El libro era breve; lo leí en un bar en una sola tarde. Recuerdo doblar la tapa de forma estratégica para que nadie viese lo que estaba leyendo. Tenía veintipocos años y me importaba lo que el mundo podía llegar a pensar de mí. Hoy escribo estas líneas desde otro bar después de haber releído algunas páginas. Su tapa está al lado de mi computadora, boca arriba, esperando que algún curioso la vea y quizás me devuelva una sonrisa cómplice.

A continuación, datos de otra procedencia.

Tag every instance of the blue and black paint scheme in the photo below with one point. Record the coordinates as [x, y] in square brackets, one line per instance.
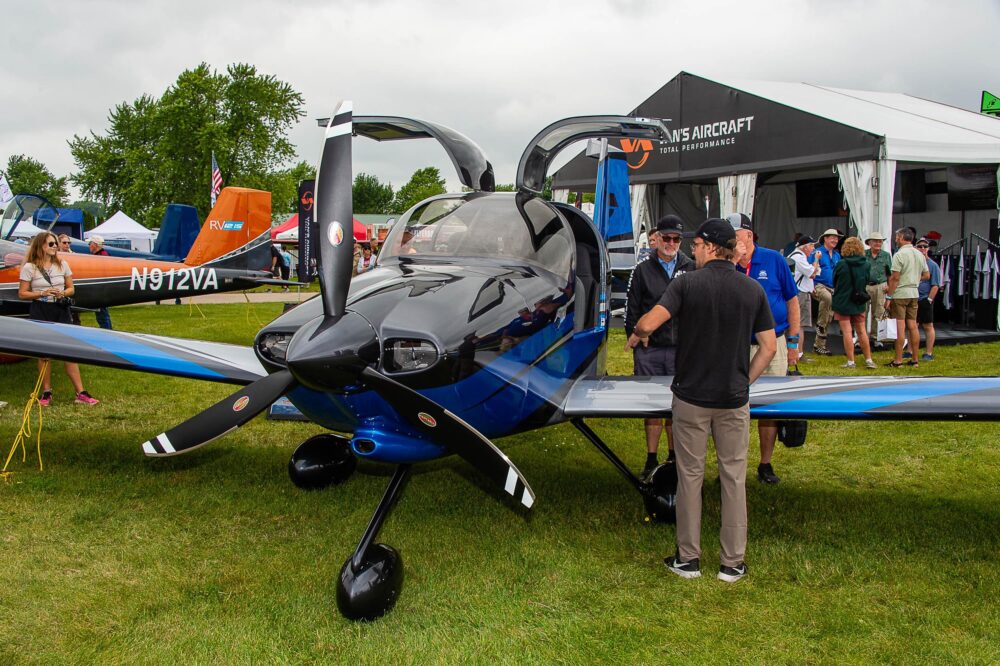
[485, 316]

Muchas cosas han cambiado a lo largo de mis casi 40 años. Intento surfear el cliché de la crisis con la mejor actitud posible; lo bueno es que ya no me queda pelo como para teñirlo de algún color excéntrico. Nietzsche sugirió que la madurez consiste en encontrar de adultos la seriedad con la que jugábamos de niños. He aprendido algunas mañas en todo este tiempo: hoy sí me río cuando veo El Chavo del Ocho, especialmente con aquellos capítulos que transcurren en la escuela. Hoy puedo reconocer a Don Ramón Valdés como uno de los mejores actores de la historia. Y si algún inocente pregunta en voz alta ‘quién es’, hoy respondo, en complicidad con mi padre, con Gómez Bolaños y con aquel niño de las rutinas inquebrantables: «otro gato».